Albertine la baleine voguait heureuse sur toutes les mers du globe, l’hiver dans les mers du Sud, les étés trop chauds dans celles du Nord.
Puis un jour de ciel noir, un vieux marin la prit en chasse et lui planta un harpon dans le dos. Mais il était si vieux que le fil du harpon lui fila entre les mains, fouetta violemment son visage et disparut dans la mer en emportant ses lunettes. Même si elle avait réussi à se libérer, Albertine vivait désormais avec un harpon douloureux dans le dos.
Pour se consoler, elle chercha à retrouver la mer de son enfance.

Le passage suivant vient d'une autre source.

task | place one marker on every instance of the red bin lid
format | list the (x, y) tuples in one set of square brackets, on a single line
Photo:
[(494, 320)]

Pendant des mois, elle parcourut toutes les mers du globe. Mais en vain.
Elle chercha à comprendre pourquoi elle ne la trouvait pas.

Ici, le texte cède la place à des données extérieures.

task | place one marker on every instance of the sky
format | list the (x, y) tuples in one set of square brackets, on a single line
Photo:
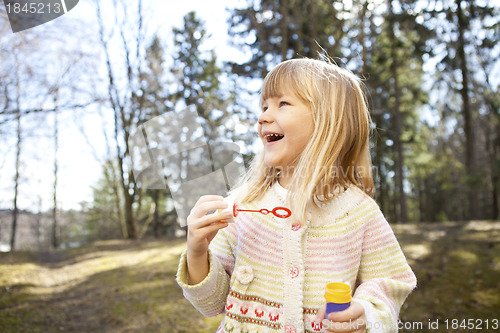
[(79, 169)]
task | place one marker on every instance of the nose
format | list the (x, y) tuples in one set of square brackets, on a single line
[(265, 117)]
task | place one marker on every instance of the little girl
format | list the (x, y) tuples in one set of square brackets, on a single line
[(268, 273)]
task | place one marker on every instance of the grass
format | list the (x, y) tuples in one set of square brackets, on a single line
[(129, 286)]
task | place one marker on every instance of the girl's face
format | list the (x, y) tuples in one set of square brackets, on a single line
[(285, 128)]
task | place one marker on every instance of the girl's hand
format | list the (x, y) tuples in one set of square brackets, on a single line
[(352, 320), (202, 228)]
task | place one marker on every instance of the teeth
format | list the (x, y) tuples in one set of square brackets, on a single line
[(272, 135)]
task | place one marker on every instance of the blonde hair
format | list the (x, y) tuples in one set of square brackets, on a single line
[(337, 155)]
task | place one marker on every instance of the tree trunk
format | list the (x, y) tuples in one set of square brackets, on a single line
[(467, 114), (15, 211), (55, 236), (402, 216)]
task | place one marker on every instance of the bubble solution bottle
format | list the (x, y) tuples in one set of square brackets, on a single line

Un jour de ciel bas, elle découvrit un “livre d’explication du monde”. Il avait été abandonné dans la cabine d’un bateau gisant au fond des flots. Grâce au lunettes qui étaient toujours accrochées au fil du harpon, elle parvint à lire.
Elle y apprit que “l’eau de la mer s’évapore sous forme de nuages qui souvent se déversent en pluie au-dessus de la terre.” Ainsi, la mer de son enfance s’était évaporée pour aller sur la terre. Albertine ferma le livre et prit la direction de la terre la plus proche. Elle s’échoua sur le sable, sans plus bouger.

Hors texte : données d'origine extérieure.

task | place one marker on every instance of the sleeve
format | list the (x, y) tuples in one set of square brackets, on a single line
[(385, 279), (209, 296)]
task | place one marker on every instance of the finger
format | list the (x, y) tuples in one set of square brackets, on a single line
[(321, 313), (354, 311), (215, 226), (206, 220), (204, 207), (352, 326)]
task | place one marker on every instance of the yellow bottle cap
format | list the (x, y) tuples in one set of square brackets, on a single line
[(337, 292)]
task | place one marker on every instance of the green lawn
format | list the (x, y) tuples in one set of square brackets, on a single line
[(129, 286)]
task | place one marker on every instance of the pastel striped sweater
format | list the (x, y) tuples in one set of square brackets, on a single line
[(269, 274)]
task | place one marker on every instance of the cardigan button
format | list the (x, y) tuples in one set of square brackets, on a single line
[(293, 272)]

Soudain, elle sentit qu’on la heurtait. C’était un vieux marin au visage balafré qui s’était perdu sur la plage. Il ne parvenait plus à retrouver son chemin depuis qu’il avait perdu ses lunettes au cours d’une chasse à la baleine.

Par miracle, il retrouva ses lunettes au bout du harpon d’Albertine.
Croyant qu’elle avait fait tout ce chemin pour les lui rendre, il l’accueillit à bras ouverts. Lorsqu’il découvrit que le fil du harpon retenait également un “livre d’explication du monde”, il la consola en lui lisant le passage où l’on apprenait que “l’eau qui tombe sur la terre rejoint les rivières, puis les fleuves et puis enfin se jette dans toutes les mers du globe”. Il se pouvait donc très bien qu’un jour de ciel clair, Albertine goûte à nouveau le plaisir de se baigner dans l’eau de son enfance. En apprenant cette nouvelle, Albertine fut tellement heureuse qu’elle ne sentit même pas le harpon que le vieux marin venait de lui extraire du dos, ni le trou qu’il avait creusé autour d’elle pour que la mer vienne la reprendre.